28 October 2006

Bears, Baseball Managers, and the Japanese Psyche

Hey, so I'm trying to get a working webcam (first one was a failure) so that I can talk to you on Skype and also make video blog entries of me in my underwear.

Bobert Kurtz sent me some old IMs from college and I have been subsequently laughing my ass off:

MySonAbsalom (7:39:19 PM): Although, I did see this girl that I knew from high school at hollywood video.
MySonAbsalom (7:39:29 PM): I was like, dang, I know her.
MySonAbsalom (7:39:36 PM): She was with some tool though.
MySonAbsalom (7:39:48 PM): You know, the, "I wear a hat and shorts" kind of guy.
MySonAbsalom (7:39:56 PM): I hate those guys.

I love Japan for a couple of reasons reasons recently.

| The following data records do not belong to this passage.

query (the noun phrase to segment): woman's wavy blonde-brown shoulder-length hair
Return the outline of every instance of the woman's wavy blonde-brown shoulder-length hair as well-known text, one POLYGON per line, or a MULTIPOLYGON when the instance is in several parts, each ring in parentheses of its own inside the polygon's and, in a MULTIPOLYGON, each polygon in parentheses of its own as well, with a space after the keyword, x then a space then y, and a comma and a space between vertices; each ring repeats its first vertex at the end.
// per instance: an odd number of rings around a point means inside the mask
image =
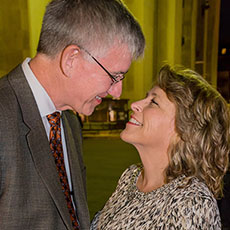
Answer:
POLYGON ((216 198, 229 165, 230 114, 225 99, 198 73, 169 65, 161 68, 157 83, 176 106, 177 137, 168 149, 166 182, 184 174, 204 182, 216 198))

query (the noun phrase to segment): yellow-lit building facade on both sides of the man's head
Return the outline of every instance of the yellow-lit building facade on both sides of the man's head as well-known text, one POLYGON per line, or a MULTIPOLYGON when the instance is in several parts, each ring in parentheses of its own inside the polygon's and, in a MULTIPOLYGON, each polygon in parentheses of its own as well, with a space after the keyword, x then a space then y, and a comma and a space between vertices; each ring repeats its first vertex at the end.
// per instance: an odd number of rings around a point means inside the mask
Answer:
MULTIPOLYGON (((1 0, 0 75, 33 57, 49 0, 1 0)), ((132 64, 123 84, 129 103, 145 96, 165 63, 197 70, 217 85, 221 0, 124 0, 145 37, 143 60, 132 64)))

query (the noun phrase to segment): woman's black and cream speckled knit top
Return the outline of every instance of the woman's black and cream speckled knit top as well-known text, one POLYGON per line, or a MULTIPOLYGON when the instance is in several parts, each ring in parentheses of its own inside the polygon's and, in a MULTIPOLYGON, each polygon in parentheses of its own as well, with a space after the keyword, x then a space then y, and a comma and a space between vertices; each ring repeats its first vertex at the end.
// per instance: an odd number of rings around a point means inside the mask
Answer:
POLYGON ((217 202, 197 178, 181 187, 185 176, 143 193, 136 187, 141 167, 132 165, 122 174, 117 188, 99 211, 91 230, 220 230, 217 202))

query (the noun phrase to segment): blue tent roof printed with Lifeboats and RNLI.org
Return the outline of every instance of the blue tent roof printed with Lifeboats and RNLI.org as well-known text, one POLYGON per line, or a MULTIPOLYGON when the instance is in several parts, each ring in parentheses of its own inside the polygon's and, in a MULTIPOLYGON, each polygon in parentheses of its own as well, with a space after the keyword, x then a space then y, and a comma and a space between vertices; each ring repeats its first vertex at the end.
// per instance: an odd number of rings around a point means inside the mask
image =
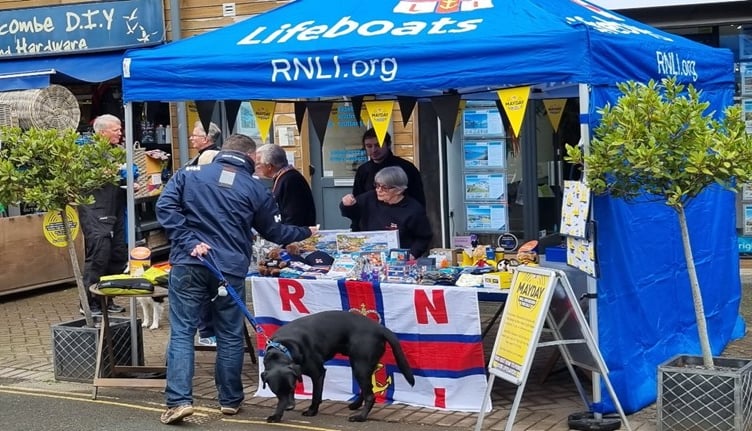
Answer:
MULTIPOLYGON (((581 0, 298 0, 123 62, 125 101, 429 97, 665 76, 733 82, 731 53, 581 0)), ((575 93, 576 94, 576 93, 575 93)), ((467 96, 466 96, 467 97, 467 96)), ((475 97, 485 97, 478 95, 475 97)))

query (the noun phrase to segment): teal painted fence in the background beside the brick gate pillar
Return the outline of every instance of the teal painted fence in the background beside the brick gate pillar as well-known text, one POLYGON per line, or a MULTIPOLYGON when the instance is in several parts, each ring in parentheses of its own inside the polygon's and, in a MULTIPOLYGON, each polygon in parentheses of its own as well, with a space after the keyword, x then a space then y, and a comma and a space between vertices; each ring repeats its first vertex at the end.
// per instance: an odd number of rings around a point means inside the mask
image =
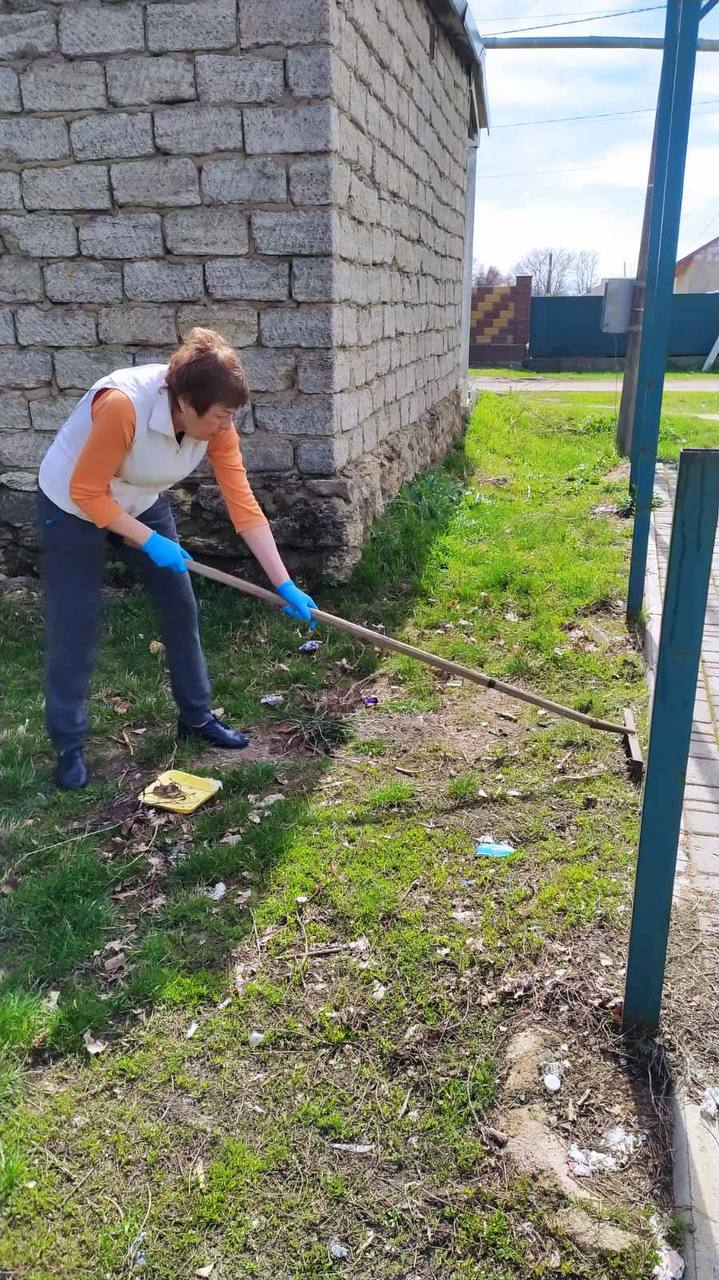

  1. Mulleted foreign baseball managers. The Nippon Ham Fighters (dude, I'm not making that up) won the Japan Series this week, and Hillman, the "skipper" for the team, gave the greatest post-game interview ever which was subsequently interpreted into Japanese. Hillman first shouted out in Japanese: "Thank-you, Hokkaido!" and then "I can't believe it!" and then "The Nippon Ham fans are the best!" These phrases were well rehearsed and met with approval by the Ham fans (god, I love saying that). Anyway, after that, Hillman went on to praise the club in heavily idiomized English and a Southern accent. My favorite line went something like, "The bottom line is these men are real men" which got translated, "The team did their best." I would encourage you all, when being interviewed and translated, steer clear of saying things like "the bottom line."
  2. So apparently this two year-old bear has been terrorizing a town somewhere and finally, with television cameras, they managed to find this bear and chase him up a tree. Having trapped the bear in the tree, no one really knew what to do. They tried shaking the tree (cut to crowd of old Japanese townfolk looking on, terrified), but that didn't work. They tried shooting some shit at the bear (cut to townsfolk: still terrified), but this just seemed to frighten the bear more. Finally, they called the fire department in and sent a very earnest looking man up the fire engine ladder with a pole that had a noose on the end. He was able to get this around the bear's neck, but the bear, trying to escape, ended up falling. They cut to a long shot of this and the rope sort of let out slowly so the bear was sort of being hung as it fell. It looked excruciating. Luckily, the bear was okay, and they put it in cage and all the towsfolk gathered around while the bear ate some fruit. The announcer said that they were considering what they should do with the bear, whether or not to put it back out into the forest or not.